The longtime Cuban exile militant Orlando Bosch has died at the age of 84. According to the U.S. Department of Justice, Bosch was involved in 30 acts of sabotage in the United States, Puerto Rico, Panama and Cuba between 1961 to 1968 as part of his failed campaign to topple the Fidel Castro government. In 1989, a Justice Department attorney said that Bosch had been “resolute and unwavering in his advocacy of terrorist violence” and had repeatedly “demonstrated a willingness to cause indiscriminate injury and death.” Despite this finding by the Justice Department, President George H.W. Bush overruled Bosch’s deportation order in 1990, allowing Bosch to remain free in Miami where he had lived for the past two decades. In 2005, the late attorney Leonard Weinglass appeared on Democracy Now! to discuss Bosch.
Leonard Weinglass: “He was a man who was convicted in Miami of firing a bazooka at a Polish freighter in the harbor. He is a man who’s implicated in the shootdown of the commercial aircraft, the Cuban commercial aircraft.
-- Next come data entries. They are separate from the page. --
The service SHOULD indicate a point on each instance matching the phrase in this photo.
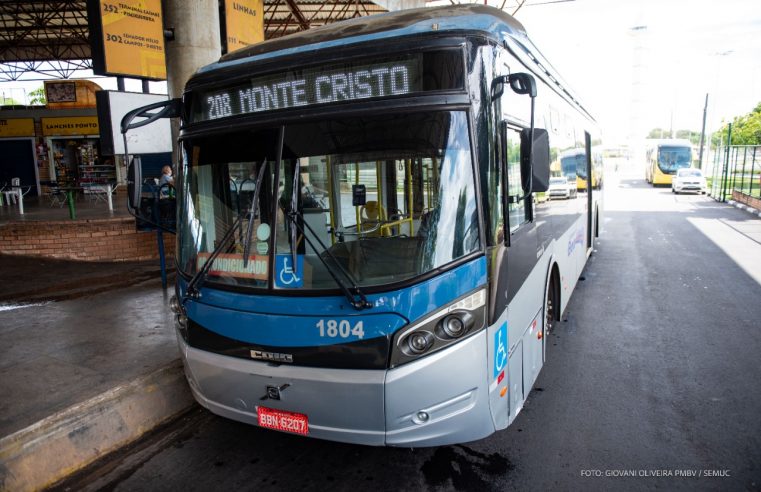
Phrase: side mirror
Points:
(134, 182)
(535, 160)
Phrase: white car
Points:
(688, 179)
(561, 188)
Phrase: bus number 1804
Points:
(334, 329)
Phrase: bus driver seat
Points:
(372, 212)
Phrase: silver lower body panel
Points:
(371, 407)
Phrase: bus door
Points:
(522, 245)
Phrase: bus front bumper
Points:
(437, 400)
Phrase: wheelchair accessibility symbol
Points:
(500, 349)
(286, 276)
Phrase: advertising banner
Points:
(70, 125)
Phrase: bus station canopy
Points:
(49, 39)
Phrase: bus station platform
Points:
(88, 363)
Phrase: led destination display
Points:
(315, 86)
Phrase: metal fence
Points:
(736, 168)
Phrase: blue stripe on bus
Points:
(295, 321)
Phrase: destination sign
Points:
(312, 87)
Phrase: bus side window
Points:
(516, 210)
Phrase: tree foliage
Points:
(37, 97)
(746, 129)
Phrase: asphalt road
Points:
(653, 380)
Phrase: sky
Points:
(632, 80)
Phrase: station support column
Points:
(196, 42)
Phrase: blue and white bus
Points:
(360, 254)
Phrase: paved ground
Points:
(39, 208)
(653, 373)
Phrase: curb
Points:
(65, 442)
(742, 206)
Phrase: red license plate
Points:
(297, 423)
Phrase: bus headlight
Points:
(445, 327)
(455, 325)
(417, 342)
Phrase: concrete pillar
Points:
(196, 43)
(196, 39)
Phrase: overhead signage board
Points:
(16, 127)
(70, 125)
(149, 139)
(127, 38)
(244, 23)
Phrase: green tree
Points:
(37, 97)
(746, 129)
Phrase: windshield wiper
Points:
(353, 293)
(252, 213)
(200, 276)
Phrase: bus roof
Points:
(674, 142)
(451, 18)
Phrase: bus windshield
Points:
(672, 158)
(384, 198)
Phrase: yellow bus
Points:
(664, 158)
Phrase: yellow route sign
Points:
(131, 38)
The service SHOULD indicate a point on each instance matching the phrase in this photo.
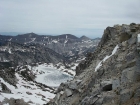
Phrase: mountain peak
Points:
(84, 38)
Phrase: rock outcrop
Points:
(108, 76)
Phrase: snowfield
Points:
(33, 92)
(100, 63)
(50, 76)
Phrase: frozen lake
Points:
(49, 75)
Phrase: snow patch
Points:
(100, 63)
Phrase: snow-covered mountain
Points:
(66, 44)
(32, 85)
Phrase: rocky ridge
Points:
(66, 44)
(108, 76)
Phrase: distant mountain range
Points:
(66, 44)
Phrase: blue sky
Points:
(77, 17)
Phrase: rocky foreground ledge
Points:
(110, 75)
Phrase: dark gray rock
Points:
(115, 84)
(125, 95)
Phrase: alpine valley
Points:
(33, 66)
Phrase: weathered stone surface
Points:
(124, 37)
(73, 85)
(128, 75)
(115, 84)
(117, 78)
(68, 92)
(125, 95)
(137, 93)
(5, 89)
(106, 85)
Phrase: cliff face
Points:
(110, 75)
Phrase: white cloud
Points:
(66, 16)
And he applied to have permanent residency in the United States. Department of Justice ruled that he was not qualified, because he’s a known terrorist. The President of the United States overruled the Department of Justice at the insistence of his son, who was Jeb Bush, and the President was Bush, Sr. But Mr. Bosch was given permanent residency in the United States where he currently lives.”
A note about Leonard Weinglass: A memorial for him is taking place on May 13 at the New York Society for Ethical Culture in Manhattan. He died in March at the age of 78.